Une partie fait appel d’une ordonnance de référé qui suit donc le circuit court en appel.

A l’audience, la partie intimée se présente, sans être représenté par un avocat, alors que la représentation est obligatoire.

L’arrêt est rendu, se prononçant sur les demandes de l’appelant, en mentionnant que l’intimé n’est pas réprésenté.

L’arrêt est cassé (Cass. 2e civ., 4 juin 2020, n° 19-10.923) :

« Vu les articles 14 et 905-1 du code de procédure civile :

  1. Selon le second de ces textes, qui est une application du principe posé au premier, lorsque l’affaire est fixée à bref délai par le président de la chambre, l’appelant signifie la déclaration d’appel dans les dix jours de la réception de l’avis de fixation qui lui est adressé par le greffe à peine de caducité de la
    déclaration d’appel relevée d’office par le président de la chambre ou le magistrat désigné par le premier président ; à peine de nullité, l’acte de signification indique à l’intimé que, faute pour lui de constituer avocat dans un délai de quinze jours à compter de celle-ci, il s’expose à ce qu’un arrêt soit rendu contre lui sur les seuls éléments fournis par son adversaire et que, faute de conclure dans le délai mentionné à l’article 905-2, il s’expose à ce que ses écritures soient déclarées irrecevables.
  2. L’arrêt, après avoir constaté que la société n’avait pas constitué avocat, a statué sur les demandes de M. Y.
  3. En se déterminant ainsi, par un arrêt qualifié de réputé contradictoire, qui ne mentionne pas que l’avocat de M. Y avait signifié la déclaration d’appel par un acte informant la société intimée de son obligation de constituer avocat, la cour d’appel, qui n’a pas mis la Cour de cassation en mesure d’exercer son contrôle sur les conditions de convocation de la société, défaillante, a privé sa décision de base légale. »

Je n’ai pas trouvé l’info, mais il semblerait que l’acte d’appel a bien été signifié.
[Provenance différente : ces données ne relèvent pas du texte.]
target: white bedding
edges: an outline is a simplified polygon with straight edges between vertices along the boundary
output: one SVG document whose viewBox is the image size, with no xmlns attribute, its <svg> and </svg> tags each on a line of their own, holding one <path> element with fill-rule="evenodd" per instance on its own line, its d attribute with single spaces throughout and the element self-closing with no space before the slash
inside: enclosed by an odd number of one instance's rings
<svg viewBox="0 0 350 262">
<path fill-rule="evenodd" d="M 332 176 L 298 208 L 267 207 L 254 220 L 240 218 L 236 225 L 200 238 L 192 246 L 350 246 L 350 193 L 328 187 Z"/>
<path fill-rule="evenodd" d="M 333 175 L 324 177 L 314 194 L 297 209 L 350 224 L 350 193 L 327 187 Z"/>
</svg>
A défaut, c’est la caducité que la Cour de cassation aurait pu constater.

Le problème semble donc être le fait qu’il n’était pas démontré que l’acte de signification de la DA mentionnait que l’intimé devait se faire représenter, et des risques qu’il prenait à défaut.

Nous pouvions penser que ces mentions étaient prescrites à peine de nullité.
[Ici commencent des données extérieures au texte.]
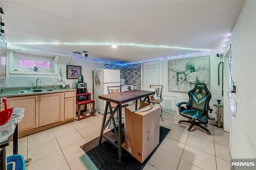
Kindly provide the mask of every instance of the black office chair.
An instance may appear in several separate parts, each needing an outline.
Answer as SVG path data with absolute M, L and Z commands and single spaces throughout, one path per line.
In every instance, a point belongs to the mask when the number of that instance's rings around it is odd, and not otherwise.
M 122 86 L 108 86 L 108 94 L 110 93 L 118 93 L 122 91 Z M 111 107 L 112 108 L 115 108 L 117 106 L 117 104 L 115 103 L 114 103 L 110 102 L 110 105 L 111 106 Z M 122 107 L 126 107 L 128 106 L 128 105 L 127 103 L 123 103 L 122 105 Z M 116 112 L 117 115 L 116 115 L 116 125 L 118 125 L 118 110 L 117 110 Z M 122 119 L 124 119 L 122 117 Z M 110 121 L 111 123 L 112 123 Z M 109 127 L 110 127 L 110 124 L 109 124 L 109 126 L 108 126 L 108 128 L 109 128 Z
M 190 131 L 193 126 L 195 125 L 206 130 L 207 134 L 211 134 L 208 129 L 201 125 L 208 127 L 208 111 L 210 109 L 209 102 L 212 95 L 206 85 L 203 83 L 196 84 L 194 89 L 188 92 L 188 96 L 189 100 L 188 103 L 182 102 L 177 104 L 180 115 L 189 119 L 188 121 L 179 121 L 179 124 L 182 122 L 190 123 L 188 131 Z M 181 106 L 184 104 L 186 104 L 186 108 Z

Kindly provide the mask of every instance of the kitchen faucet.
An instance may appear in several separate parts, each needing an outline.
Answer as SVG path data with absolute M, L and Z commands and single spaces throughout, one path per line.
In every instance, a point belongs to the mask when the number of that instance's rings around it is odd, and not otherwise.
M 40 78 L 38 78 L 38 79 L 36 79 L 36 89 L 38 89 L 38 85 L 37 85 L 37 81 L 38 81 L 38 80 L 40 80 L 40 83 L 42 83 L 42 80 L 41 80 L 41 79 L 40 79 Z

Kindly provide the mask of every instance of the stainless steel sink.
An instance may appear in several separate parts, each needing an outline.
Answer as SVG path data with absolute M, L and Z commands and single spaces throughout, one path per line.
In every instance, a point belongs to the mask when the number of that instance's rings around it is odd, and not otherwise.
M 21 90 L 18 91 L 17 93 L 36 93 L 36 92 L 44 92 L 44 91 L 53 91 L 52 89 L 46 89 L 45 90 L 42 90 L 41 89 L 35 89 L 31 90 Z

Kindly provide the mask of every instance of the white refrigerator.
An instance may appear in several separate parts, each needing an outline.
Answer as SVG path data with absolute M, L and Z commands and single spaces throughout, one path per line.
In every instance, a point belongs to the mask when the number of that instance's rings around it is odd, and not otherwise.
M 108 94 L 108 86 L 120 85 L 120 70 L 111 69 L 97 69 L 93 71 L 93 99 L 95 109 L 104 114 L 106 101 L 98 96 Z

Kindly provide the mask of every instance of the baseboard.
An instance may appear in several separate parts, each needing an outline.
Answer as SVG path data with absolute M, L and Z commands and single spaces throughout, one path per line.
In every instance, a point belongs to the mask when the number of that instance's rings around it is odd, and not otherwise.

Mais ce n’est aps sur ce terrain que se place la Cour de cassation.

Et d’ailleurs, une nullité pour vice de forme ne peut être relevée d’office.

Cette mention relève plus exactement du respect des droits de la défense, du principe de la contradiction.

Cela a plusieurs conséquences.

Tout d’abord, il semblerait donc que dans toutes procédures, l’intimé doit avoir été informé de son obligation de constituer avocat, et des risques à défaut.

Or, si dans le circuit court, il y aura nécessairement une notification de la DA, puisque c’est l’avis de fixation qui déclenche cette obligation procédurale, il n’en va pas de même en circuit ordinaire, ou la notification de la DA suppose un avis 902.

Si l’on tient compte de la position de la Cour de cassation, cela revient à considérer que l’appelant devra informer l’intimé de son obligation de constituer avocat et des risques qu’il prend à défaut, et alors même qu’il n’a pas reçu un avis 902 et quand bien même le texte ne prévoit de porter cette mention lors de la signification des conclusion.

Cela est une bonne chose, et j’avais de longue date considérer que l’appelant devait, en tout état de cause, notifier sa DA avec ces mentions au plus tard lorsqu’il notifie ses conclusions à la partie.

Allant plus loin, cela remet aussi en question la portée d’un arrêt récent de la Cour de cassation du 9 janvier 2020 concernant l’appel incident, lequel est formé par simple signification des conclusions à l’intimé défaillant.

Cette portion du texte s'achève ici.